Published Jun 1st
Prep 20m Cook 10m Additional 4h Ready In 4h 30m
Servings 8 servings Calories 323.6

This is a great marinated green bean salad for a hot summer day. Lots of fresh veggie options to switch around.

Recipe Ingredients

  • ¼ cup water
  • 15 ounces frozen French-cut green beans
  • 1 (15 ounce) can whole kernel corn, drained
  • 1 (15 ounce) can black beans, rinsed and drained
  • 1 (14.5 ounce) can diced tomatoes, undrained
  • 4 stalks celery, chopped
  • 1 medium green bell pepper, chopped
  • 1 medium onion, chopped
  • 1 cup Distilled Vinegar
  • ¾ cup white sugar
  • ½ cup olive oil
  • 1 teaspoon salt
  • 1 teaspoon ground black pepper

Cooking Directions

  1. 1 Bring water to a boil in a pot. Add green beans and cook until just crisp-tender, 4 to 5 minutes. Drain and rinse immediately in cold water.
  2. 2 Transfer green beans to a large bowl and stir in corn, black beans, tomatoes, celery, bell pepper, and onion.
  3. 3 Mix apple cider vinegar, sugar, olive oil, salt, and pepper together in a small bowl. Pour over vegetables and stir to coat.

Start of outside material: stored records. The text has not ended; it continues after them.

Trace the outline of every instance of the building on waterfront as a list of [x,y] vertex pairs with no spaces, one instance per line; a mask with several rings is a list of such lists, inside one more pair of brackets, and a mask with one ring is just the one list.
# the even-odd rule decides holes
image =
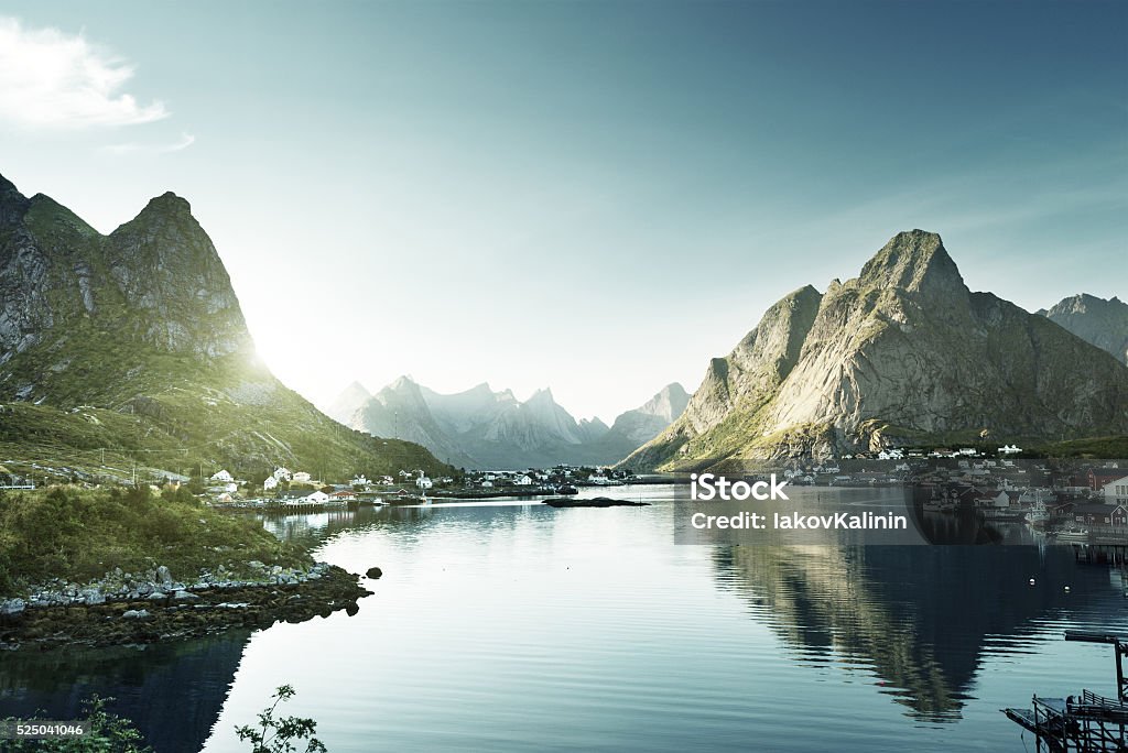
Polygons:
[[1110,505],[1128,505],[1128,476],[1104,485],[1104,502]]

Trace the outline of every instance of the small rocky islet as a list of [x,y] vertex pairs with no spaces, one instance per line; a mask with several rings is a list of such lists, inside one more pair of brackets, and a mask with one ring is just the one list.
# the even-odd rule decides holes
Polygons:
[[191,584],[164,566],[140,574],[118,568],[88,585],[55,579],[27,597],[0,600],[0,650],[149,644],[305,622],[338,610],[352,615],[372,594],[359,578],[327,562],[293,568],[252,561],[238,576],[221,567]]

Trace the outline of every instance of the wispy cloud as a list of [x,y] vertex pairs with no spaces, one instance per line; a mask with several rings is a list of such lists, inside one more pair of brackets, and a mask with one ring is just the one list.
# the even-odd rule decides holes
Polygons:
[[180,138],[170,144],[143,144],[130,141],[123,144],[109,144],[103,147],[103,151],[109,154],[167,154],[187,149],[196,142],[196,138],[191,133],[182,133]]
[[0,17],[0,119],[25,127],[74,130],[167,117],[162,103],[140,105],[121,91],[133,70],[81,34],[27,28],[15,18]]

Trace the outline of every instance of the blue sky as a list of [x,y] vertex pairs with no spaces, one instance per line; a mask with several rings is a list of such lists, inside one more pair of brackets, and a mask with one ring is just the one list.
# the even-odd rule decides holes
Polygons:
[[610,420],[911,228],[1031,310],[1128,294],[1128,3],[0,19],[0,174],[103,231],[188,198],[262,355],[318,401],[409,373]]

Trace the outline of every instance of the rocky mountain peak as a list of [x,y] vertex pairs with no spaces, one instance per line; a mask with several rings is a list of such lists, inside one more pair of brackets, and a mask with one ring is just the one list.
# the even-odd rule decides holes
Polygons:
[[1078,293],[1038,313],[1128,363],[1128,304],[1120,299]]
[[925,230],[907,230],[893,236],[865,263],[858,281],[863,286],[905,291],[967,290],[940,234]]
[[27,212],[28,200],[16,185],[0,175],[0,228],[19,222]]
[[192,205],[188,204],[186,198],[177,196],[171,191],[166,191],[160,196],[153,196],[146,204],[146,207],[141,210],[138,216],[146,215],[175,215],[185,216],[192,214]]

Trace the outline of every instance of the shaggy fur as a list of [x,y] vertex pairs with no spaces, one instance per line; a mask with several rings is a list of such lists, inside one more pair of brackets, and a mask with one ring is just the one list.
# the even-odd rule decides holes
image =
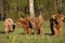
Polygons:
[[4,22],[4,30],[5,33],[13,32],[15,29],[15,25],[12,18],[6,18]]
[[36,24],[35,34],[37,34],[37,32],[39,32],[40,34],[43,34],[44,33],[43,32],[43,18],[41,17],[41,15],[35,18],[35,24]]
[[50,18],[50,27],[51,27],[52,34],[54,35],[61,34],[64,17],[65,16],[61,14],[52,15],[52,17]]

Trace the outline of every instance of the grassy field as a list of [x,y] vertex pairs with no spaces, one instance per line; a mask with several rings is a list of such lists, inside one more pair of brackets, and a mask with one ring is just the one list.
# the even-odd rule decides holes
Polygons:
[[44,22],[44,34],[23,34],[22,28],[15,28],[13,33],[4,33],[3,22],[0,22],[0,43],[65,43],[65,24],[60,37],[53,37],[49,22]]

Refrigerate, covered, for 4 hours, or up to overnight.

Nutrition Facts

  • Calories 323.6
  • Carbohydrate 45.3 g
  • Fat 14.2 g
  • Fiber 7.3 g
  • Protein 6.1 g
  • Saturated Fat 2 g
  • Sodium 750.4 mg
  • Sugar 24.2 g

Chef's Notes

Cook green beans 1/2 to 2/3 of the cooking time directed on the individual package instructions, with as much water as instructed; You can substitute 1/2 white sugar and 1/2 Splenda(R) for the 3/4 cup white sugar.


  1. Don't get French cut green beans. Get just Cut Green Beans. French Cut are slivered green beans - at least where I live it is.